A hiatal hernia is a condition in which the upper part of the stomach bulges through an opening in the diaphragm. The diaphragm is the muscle wall that separates the stomach from the chest. The diaphragm helps keep acid from coming up into the esophagus. A hiatal hernia makes it easier for the acid to come up, causing gastroesophageal reflux (GERD). Hiatal hernias are common, especially in people over 50. Most cases are treated with lifestyle modification and medication. Sometimes, laparoscopic surgery is needed to reduce the hernia.

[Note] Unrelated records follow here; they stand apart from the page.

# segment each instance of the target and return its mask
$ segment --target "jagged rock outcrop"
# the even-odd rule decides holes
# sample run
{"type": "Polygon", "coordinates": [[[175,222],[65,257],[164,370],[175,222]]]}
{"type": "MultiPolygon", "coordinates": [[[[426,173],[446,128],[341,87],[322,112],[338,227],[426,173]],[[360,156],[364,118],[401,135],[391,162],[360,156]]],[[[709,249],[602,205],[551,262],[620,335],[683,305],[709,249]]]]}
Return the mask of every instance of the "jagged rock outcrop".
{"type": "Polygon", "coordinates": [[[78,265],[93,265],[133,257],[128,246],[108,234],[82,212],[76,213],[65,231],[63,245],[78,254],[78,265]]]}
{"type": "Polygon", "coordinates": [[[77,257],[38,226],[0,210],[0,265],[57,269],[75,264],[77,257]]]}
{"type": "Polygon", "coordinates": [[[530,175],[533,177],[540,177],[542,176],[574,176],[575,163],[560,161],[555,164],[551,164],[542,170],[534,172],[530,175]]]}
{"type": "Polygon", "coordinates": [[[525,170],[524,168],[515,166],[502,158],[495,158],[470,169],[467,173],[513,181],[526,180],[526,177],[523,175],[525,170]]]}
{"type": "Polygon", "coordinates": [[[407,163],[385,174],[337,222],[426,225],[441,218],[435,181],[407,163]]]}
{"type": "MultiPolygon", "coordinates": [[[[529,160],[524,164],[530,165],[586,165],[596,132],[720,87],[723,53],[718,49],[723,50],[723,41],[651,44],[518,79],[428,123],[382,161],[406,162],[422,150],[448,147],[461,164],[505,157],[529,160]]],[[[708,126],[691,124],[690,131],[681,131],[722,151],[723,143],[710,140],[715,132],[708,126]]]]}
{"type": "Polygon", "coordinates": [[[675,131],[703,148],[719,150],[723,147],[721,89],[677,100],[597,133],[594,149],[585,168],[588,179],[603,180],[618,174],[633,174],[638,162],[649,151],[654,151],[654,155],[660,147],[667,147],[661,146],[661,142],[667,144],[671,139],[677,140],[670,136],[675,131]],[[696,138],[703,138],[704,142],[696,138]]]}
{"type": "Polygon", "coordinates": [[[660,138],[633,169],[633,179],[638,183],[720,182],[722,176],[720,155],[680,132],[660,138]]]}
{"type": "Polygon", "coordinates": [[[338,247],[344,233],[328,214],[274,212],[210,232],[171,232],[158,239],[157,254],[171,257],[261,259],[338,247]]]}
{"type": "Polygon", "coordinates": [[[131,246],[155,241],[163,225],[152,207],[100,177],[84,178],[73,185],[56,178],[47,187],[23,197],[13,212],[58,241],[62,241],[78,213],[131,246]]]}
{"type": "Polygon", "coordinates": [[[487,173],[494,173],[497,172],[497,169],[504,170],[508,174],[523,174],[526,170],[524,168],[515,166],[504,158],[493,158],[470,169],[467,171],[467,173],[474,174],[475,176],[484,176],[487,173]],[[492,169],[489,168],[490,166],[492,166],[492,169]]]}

Over-the-counter or prescription-strength medications treat stomach acid production, helping to minimize acid reflux symptoms caused by a hiatal hernia. Antacids and H-2 receptor blockers help to alleviate heartburn and acid reflux. Proton pump inhibitors (lansoprazole or omeprazole) block the amount of acid produced in the stomach, giving the esophagus time to heal. Medications are an effective treatment for hiatal hernia symptoms, helping to reducing the need for surgery.
Important: This content reflects information from various individuals and organizations and may offer alternative or opposing points of view. It should not be used for medical advice, diagnosis or treatment. As always, you should consult with your healthcare provider about your specific health needs.